Fragile [fr] chronology
| "La Dame de Haute-Savoie" | "L'Encre de tes yeux" | "De l'autre côté de toi" |
- Francis Cabrel – L'encre de tes yeux on YouTube

= L'Encre de tes yeux =

"L'Encre de tes yeux" is a song by singer-songwriter Francis Cabrel, released as a single from the second track of his 1980 album Fragile. The single sold more than 400,000 copies, and the album sold over one million copies, one of the biggest successes of his career and of French chanson.

== History ==
The song is a sentimental and poetic ballad with romantic lyrics, inspired by Bob Dylan's 1962 American folk-pop song "Don't Think Twice, It's All Right" about an impossible romantic relationship. A singer from Lot-et-Garonne accompanies Cabrel on acoustic guitar and tells the woman and muse he loves that all his songs are inspired by her smile and the ink of her eyes: "Everything I've written, it's your smile that dictated it... Everything I've written, I drew from the ink of your eyes..."

Although Francis Cabrel has taken great care to protect his private life, Fabien Lecœuvre speculates that this declaration of love is addressed to his wife and muse Mariette Cabrel (to whom he had dedicated three years earlier, at the time of his marriage, his song Petite Marie from 1977, as well as "Je l'aime à mourir" from 1979). A few years later, in 1980, Francis Cabrel's singing career was in full swing; he was constantly invited to concerts or media appearances, which distanced him from his wife.

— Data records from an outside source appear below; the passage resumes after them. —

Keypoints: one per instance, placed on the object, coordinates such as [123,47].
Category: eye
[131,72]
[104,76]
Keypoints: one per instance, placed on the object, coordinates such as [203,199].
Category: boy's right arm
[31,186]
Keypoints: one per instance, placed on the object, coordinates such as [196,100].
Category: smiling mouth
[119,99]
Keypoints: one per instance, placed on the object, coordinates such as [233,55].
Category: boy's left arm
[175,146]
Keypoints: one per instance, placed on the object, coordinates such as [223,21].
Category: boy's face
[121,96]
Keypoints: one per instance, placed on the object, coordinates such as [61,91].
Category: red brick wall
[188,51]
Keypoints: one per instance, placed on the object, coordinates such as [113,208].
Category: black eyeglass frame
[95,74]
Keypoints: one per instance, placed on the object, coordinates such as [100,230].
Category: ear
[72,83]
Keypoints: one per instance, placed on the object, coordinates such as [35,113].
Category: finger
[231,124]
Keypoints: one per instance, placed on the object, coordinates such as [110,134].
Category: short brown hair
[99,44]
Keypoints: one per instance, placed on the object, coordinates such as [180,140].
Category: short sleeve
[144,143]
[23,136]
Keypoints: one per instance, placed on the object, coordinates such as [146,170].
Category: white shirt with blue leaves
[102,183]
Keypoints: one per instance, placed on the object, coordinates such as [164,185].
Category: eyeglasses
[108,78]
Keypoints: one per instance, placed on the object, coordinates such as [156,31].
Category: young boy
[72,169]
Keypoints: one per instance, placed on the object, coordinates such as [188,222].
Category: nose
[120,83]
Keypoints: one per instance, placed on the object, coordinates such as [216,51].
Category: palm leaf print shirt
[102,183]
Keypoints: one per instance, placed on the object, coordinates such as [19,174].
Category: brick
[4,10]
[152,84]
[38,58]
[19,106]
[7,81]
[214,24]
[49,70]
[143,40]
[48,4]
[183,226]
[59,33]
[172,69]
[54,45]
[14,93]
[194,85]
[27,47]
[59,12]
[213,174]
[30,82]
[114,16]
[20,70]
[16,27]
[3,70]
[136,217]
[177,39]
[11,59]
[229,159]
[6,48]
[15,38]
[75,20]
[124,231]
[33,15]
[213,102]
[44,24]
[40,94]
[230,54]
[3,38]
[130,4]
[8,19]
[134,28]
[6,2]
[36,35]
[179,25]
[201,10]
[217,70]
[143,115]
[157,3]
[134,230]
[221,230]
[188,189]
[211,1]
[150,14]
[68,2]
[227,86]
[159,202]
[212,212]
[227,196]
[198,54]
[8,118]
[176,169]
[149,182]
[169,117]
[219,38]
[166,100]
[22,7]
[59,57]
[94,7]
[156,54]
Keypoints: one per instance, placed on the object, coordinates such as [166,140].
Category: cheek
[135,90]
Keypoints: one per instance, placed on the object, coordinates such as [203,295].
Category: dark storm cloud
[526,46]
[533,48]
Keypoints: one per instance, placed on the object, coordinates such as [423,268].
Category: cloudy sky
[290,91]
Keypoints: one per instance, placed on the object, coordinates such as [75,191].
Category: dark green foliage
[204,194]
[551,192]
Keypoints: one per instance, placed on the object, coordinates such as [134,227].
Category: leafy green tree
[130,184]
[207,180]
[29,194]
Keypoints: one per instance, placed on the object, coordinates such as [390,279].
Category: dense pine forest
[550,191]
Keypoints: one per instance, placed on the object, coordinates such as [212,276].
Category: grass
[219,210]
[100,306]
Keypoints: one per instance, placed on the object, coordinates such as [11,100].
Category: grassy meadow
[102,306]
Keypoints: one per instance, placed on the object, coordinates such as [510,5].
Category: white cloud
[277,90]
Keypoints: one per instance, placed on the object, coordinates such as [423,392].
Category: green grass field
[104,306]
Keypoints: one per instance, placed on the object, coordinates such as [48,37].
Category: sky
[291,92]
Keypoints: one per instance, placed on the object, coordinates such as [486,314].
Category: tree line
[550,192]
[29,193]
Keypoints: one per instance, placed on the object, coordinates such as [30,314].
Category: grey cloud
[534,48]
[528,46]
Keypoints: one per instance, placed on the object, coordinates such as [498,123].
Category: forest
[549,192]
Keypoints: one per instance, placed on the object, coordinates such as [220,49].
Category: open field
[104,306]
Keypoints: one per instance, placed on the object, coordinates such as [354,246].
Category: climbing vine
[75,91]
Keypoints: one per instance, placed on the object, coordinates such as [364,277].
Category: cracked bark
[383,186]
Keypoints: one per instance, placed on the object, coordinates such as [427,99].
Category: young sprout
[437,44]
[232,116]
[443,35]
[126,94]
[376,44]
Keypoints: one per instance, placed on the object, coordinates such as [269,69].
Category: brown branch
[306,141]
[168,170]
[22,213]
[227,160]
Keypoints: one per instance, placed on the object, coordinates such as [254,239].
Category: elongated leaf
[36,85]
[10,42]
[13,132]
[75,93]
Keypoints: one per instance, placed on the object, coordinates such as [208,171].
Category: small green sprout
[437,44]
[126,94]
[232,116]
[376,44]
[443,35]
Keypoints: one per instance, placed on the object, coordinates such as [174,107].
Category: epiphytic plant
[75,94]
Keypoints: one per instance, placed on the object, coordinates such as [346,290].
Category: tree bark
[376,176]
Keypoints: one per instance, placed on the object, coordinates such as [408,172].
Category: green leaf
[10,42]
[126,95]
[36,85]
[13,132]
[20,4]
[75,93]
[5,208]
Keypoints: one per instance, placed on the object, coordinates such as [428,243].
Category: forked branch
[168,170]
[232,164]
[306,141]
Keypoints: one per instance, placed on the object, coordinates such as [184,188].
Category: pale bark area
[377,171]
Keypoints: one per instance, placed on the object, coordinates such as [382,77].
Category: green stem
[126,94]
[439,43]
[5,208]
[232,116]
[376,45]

Recorded at the Studio Condorcet in Toulouse, this 1980 summer hit was included on the album Fragile, along with another of his major hits, La Dame de Haute-Savoie which also reflects a certain weariness with his artistic life and the consequences of his sudden fame.

The album cover photo, taken by Jean-Baptiste Mondino, is in black and white and shows Francis Cabrel with his hair blowing in the wind.

The song "L'Encre de tes yeux" was also translated and recorded in Spanish by Francis Cabrel under the title "Todo aquello que escribí" (Everything I've written), achieving some success in Latin America.

== Chart ==

| Chart (1980) | Peak position |
|---|---|
| France (IFOP) | 5 |

== Covers ==
This song has been covered by Yves Duteil (on the album Les plus belles chansons françaises, 1996), Les Enfoirés (in a duo with Patrick Bruel and Céline Dion on the album La Soirée des Enfoirés, 1996), Juliette Gréco (on the album Ils chantent Francis Cabrel, 1998), Patrick Fiori (accompanied by 500 chorus members, 2005), and Chico & the Gypsies (2016).